Temperature-Induced Luminescence Intensity Fluctuation of Protein-Protected Copper Nanoclusters: Role of Scaffold Conformation vs Nonradiative Transition

Anna Sebastian  1 Kavya P  1 Aarya  1 Supratik Sen Mojumdar  1
Affiliations

Temperature-Induced Luminescence Intensity Fluctuation of Protein-Protected Copper Nanoclusters: Role of Scaffold Conformation vs Nonradiative Transition

Anna Sebastian et al. ACS Omega. .

Abstract

Protein-scaffolded atomically precise metal nanoclusters (NCs) have emerged as a promising class of biofriendly nanoprobes at the forefront of modern research, particularly in the area of sensing.

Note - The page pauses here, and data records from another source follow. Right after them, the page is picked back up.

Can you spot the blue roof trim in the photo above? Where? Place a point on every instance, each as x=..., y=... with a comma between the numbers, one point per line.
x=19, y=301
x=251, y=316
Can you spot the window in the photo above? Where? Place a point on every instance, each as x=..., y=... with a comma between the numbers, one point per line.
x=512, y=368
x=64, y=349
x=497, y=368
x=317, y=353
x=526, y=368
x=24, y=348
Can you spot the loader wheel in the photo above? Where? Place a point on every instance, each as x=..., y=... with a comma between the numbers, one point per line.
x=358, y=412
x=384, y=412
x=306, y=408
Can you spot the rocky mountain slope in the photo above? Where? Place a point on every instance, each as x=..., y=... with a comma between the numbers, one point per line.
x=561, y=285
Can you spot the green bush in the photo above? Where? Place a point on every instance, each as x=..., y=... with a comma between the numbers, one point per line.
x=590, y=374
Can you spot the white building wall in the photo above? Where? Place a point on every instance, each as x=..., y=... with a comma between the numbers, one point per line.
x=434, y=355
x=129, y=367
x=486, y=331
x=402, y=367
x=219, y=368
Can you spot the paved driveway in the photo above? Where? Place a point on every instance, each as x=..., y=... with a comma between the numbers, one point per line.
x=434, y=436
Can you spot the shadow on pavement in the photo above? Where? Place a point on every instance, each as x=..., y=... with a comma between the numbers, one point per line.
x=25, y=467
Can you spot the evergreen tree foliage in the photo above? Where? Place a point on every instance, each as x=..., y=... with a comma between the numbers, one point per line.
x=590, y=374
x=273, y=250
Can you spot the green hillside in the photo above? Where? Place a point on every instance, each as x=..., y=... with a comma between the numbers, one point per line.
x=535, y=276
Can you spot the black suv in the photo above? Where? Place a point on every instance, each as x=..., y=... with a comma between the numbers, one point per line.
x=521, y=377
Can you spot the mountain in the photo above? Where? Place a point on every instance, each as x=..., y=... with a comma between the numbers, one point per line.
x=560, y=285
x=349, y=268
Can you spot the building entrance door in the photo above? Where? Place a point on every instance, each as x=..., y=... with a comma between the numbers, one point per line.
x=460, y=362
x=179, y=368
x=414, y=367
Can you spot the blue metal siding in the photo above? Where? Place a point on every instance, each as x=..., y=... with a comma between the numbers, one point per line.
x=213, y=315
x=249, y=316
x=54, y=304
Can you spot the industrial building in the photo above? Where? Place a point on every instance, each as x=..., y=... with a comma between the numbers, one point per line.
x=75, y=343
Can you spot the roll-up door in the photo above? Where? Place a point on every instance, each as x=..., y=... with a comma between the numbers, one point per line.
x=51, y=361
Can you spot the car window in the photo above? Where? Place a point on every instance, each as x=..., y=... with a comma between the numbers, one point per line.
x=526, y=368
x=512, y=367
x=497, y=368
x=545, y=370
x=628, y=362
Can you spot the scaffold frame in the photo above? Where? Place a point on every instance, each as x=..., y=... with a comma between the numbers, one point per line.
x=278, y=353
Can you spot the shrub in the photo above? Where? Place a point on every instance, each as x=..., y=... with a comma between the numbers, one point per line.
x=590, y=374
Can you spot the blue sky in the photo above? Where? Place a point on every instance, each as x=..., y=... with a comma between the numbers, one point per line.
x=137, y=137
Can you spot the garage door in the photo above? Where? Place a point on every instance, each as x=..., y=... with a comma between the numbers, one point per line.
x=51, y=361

The photoluminescence (PL) intensity of several nanoclusters showed a systematic temperature-dependent fluctuation, but the mechanism remains ambiguous and is poorly understood. We tried to shed some light on this mechanistic aspect by testing a couple of hypotheses: (i) conformational fluctuation of the protein scaffold-mediated PL intensity fluctuation and (ii) PL intensity fluctuation due to the variation in the radiative and nonradiative transition rates. Herein, the PL intensity of the lysozyme-capped copper nanocluster (Lys-Cu NC) showed excellent temperature dependency; upon increasing the temperature, the PL intensity gradually decreased. However, contrasting effects can be seen when the nanocluster is exposed to a chemical denaturant (guanidine hydrochloride (GdnHCl)); the PL intensity increased with the increase in the GdnHCl concentration due to the change in the ionic strength of the medium. This discrepancy clearly suggests that the thermal PL intensity fluctuation cannot be explained by a change in the scaffold conformation. Furthermore, upon closer investigation, we observed a 2-fold increase in the nonradiative decay rate of the Lys-Cu NC at the elevated temperature, which could reasonably explain the decrease in the PL intensity of the nanocluster at the higher temperature. Additionally, from the result, it was evident that the protein scaffold-metal core interaction played a key role here in stabilizing each other; hence, the scaffold structure remained unaffected even in the presence of chemical denaturants.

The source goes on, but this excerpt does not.